Behind the scenes of the rehearsal process for Song of Norway!

Music written for a MOSQUITO.
Invisible Trolls.
    ...and their cakes.
Hey old friends.
Broadway legends...

Over and out.

13 April, 2013

Song of Norway

On April 30, 2013, old Interlochen Arts Camp pal and I Santino Fontana make our Carnegie Hall debuts opposite one another in a concert presentation of the great 1944 operetta Song of Norway. The cast also features Jason Daniely, Judy Kaye, Marni Nixon, Walter Charles, and The Collegiate Chorale.
Enjoy the video below, and see you on April 30!






02 April, 2013

from Broadway.com: "Falling Crazy in Love with Angela Lansbury, Shameful Pop Songs & Her Literary 54 Below Show "



"...Broadway newcomer Alexandra Silber (Master Class) will take fans on a musical celebration of all things bookish in her new 54 Below show Ex Libris: A Trip to the Library. The self-confessed bookworm draws from some of her favorite prose and celebrates the many forms of the written word during her "book-stravaganza" on April 3. Before she takes the stage, Silber spills about her shameless love of pop music and her obsession with Angela Lansbury."

 Enjoy!

* * *

What record/album was your favorite growing up?
Without a doubt Judy Collins' Wildflowers. It literally orchestrated my life. Completely by coincidence I ended up going to high school with her niece, and I melted when I got to thank her for her music at our graduation.

What concert most influenced you as a performer?
When I was little, I went to Interlochen Arts Camp, and they always had an amazing festival of performers each summer. I'll never forget how Rosemary Clooney just sat there and sang from her guts with epic class.

What is your go-to audition song?
"Will He Like Me?" from She Loves Me. Amalia Balash is my spirit animal.

What song are you most excited to perform in your show?
"Yakko's World" from The Animaniacs. Yeah...you heard me.

What musical theater track is the most played on your iPod?
"Run, Freedom, Run!" [from Urinetown]. Hands down eclipses all other musical theater tracks by a number in the 100s (and actually the only consistent one on my iPod...) It is perfect. "Literally? YES."

If you could invite any performer onstage for a duet at 54 Below, who would it be?
It is no secret to anyone who knows, follows, or lives within a five block radius of me that Angela Lansbury is my idol. She is probably the only person on earth I would not be able to compose myself in front of if I met her in person. Her contribution to the entertainment industry inspires me every day, and I have loved her from the moment my dad brought home Til the Clouds Roll By and The Court Jester, to Bedknobs and Broomsticks, to a full-on obsession with Murder, She Wrote to ALL of her endemic, pivotal musical theater performances. I respect her. I aspire to be like her. I love her. No: I crazy love her. It would be Angela and I wouldn't sing because I would be beside myself. So SHE would sing "It's Today" and I would just gaze at her.

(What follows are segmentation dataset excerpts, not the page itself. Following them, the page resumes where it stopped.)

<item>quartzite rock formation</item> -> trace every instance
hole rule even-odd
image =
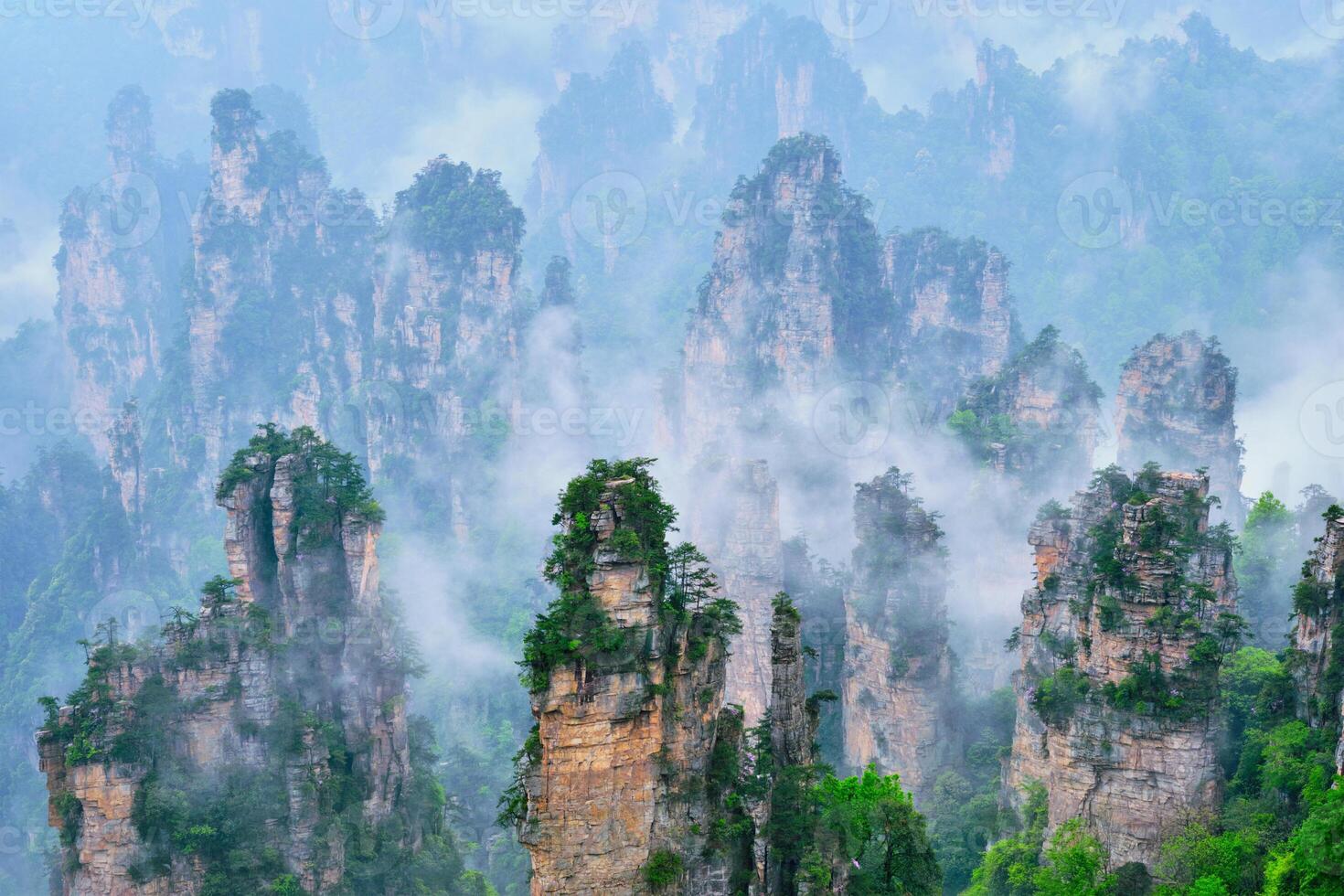
[[[1214,519],[1239,524],[1242,443],[1232,410],[1236,369],[1218,347],[1187,330],[1159,334],[1125,361],[1116,395],[1117,462],[1149,461],[1171,470],[1208,470],[1210,492],[1222,501]]]
[[[415,807],[380,512],[349,465],[304,430],[254,439],[219,489],[233,579],[157,646],[108,631],[71,705],[50,704],[39,744],[69,896],[206,879],[269,892],[286,876],[328,892],[353,865],[384,880],[438,833]]]
[[[857,486],[859,547],[845,595],[844,760],[876,763],[923,801],[957,755],[948,557],[937,514],[896,469]]]
[[[629,505],[646,504],[637,490],[649,484],[642,472],[597,484],[595,504],[562,520],[566,535],[585,523],[593,533],[591,553],[566,560],[582,580],[562,588],[591,598],[622,646],[556,662],[534,682],[538,725],[520,759],[516,821],[538,896],[640,893],[657,869],[676,892],[727,896],[777,873],[751,833],[763,830],[769,798],[726,799],[751,747],[741,708],[723,705],[726,638],[710,613],[669,613],[672,579],[655,582],[645,560],[620,547],[638,525]],[[564,600],[538,631],[558,623]],[[770,750],[777,764],[809,764],[816,713],[804,692],[801,618],[782,595],[771,618]],[[715,823],[732,813],[747,833],[708,849]]]
[[[1101,388],[1047,326],[993,376],[972,382],[952,426],[977,459],[1028,494],[1071,493],[1091,473]]]
[[[464,533],[466,482],[503,420],[484,411],[520,398],[521,211],[497,175],[439,157],[380,220],[293,132],[266,133],[246,91],[222,91],[211,114],[207,180],[155,156],[148,101],[118,94],[113,199],[156,195],[161,222],[122,235],[129,211],[106,189],[77,191],[63,214],[74,407],[126,509],[208,509],[226,447],[277,420],[396,469],[413,509]]]
[[[1207,494],[1206,477],[1110,467],[1031,531],[1005,795],[1044,785],[1050,827],[1082,818],[1116,865],[1150,865],[1219,805],[1218,665],[1243,623]]]
[[[1337,506],[1325,513],[1325,533],[1302,567],[1293,606],[1293,647],[1301,657],[1294,670],[1302,695],[1300,715],[1313,728],[1344,731],[1344,689],[1332,688],[1327,676],[1344,650],[1344,643],[1336,643],[1344,619],[1344,512]],[[1335,748],[1335,766],[1344,774],[1344,737]]]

What musical theater performer from the past do you wish you could collaborate with?
Danny Kaye. Gordon MacRae. Bea Arthur.

What album was the soundtrack to your 20s?
40 Days by The Wailin' Jennys. (I have a closet Bluegrass person inside me.)

What’s your favorite love song?
I can't choose. Somewhere between "Dammi i colori... Recondita armonia" from Tosca, "I Can't Help Falling in Love With You," and "One Hand One Heart."

What song makes you feel sexy?
Adele's "Someone Like You." Magic stuff.

What is your favorite workout track?
I have a playlist on my iPod created for workouts called "Pop music you should be ashamed of but are not," and THAT is all I am going to say about that.

What's the best hidden gem on your iPod?
The great Zoë Keating.

Favorite break-up song?
"So What" by P!nk. Hits. The. Spot. Believe you me. Plus "Jolene" and of course, "Send in the Clowns." ::Sigh...::

What song most makes you smile?
Have you ever heard "Boum" sung by Charles Trenet? It is a charming French song from 1938 with irreverent lyrics about falling in love in the springtime and features a lot of onomatopoeic animal sounds. It's a hoot. Also, Gogol Bordello's "Start Wearing Purple" and "Jump in the Line" by Harry Belafonte.

28 March, 2013

Business with the sea...

Again in California
My knees dug in the shore
Pacific waters called again
And asked my soul for more

But there's no more to sacrifice
My heart is just a sieve
The land has stopped, sea appeared,
I've nothing left to give.

 And they say the tides can pull you
 No matter where you flee.
 It's life you must attend to

 So the waves won't let you be.
       No, the waves won't let you be
       When you have business with the sea...




 




10 March, 2013

Important Teachers: A List

I have been so blessed with truly remarkable teachers in my lifetime.

As discussed with Jean Gaede, whom I see often (at my Broadway performance of Master Class, and a woman who has flown over from America specifically for weekend performances of Fiddler and Carousel), that people should consider themselves extraordinarily lucky if they have even one spectacular, life-altering teacher in their lifetimes--I have been blessed with many.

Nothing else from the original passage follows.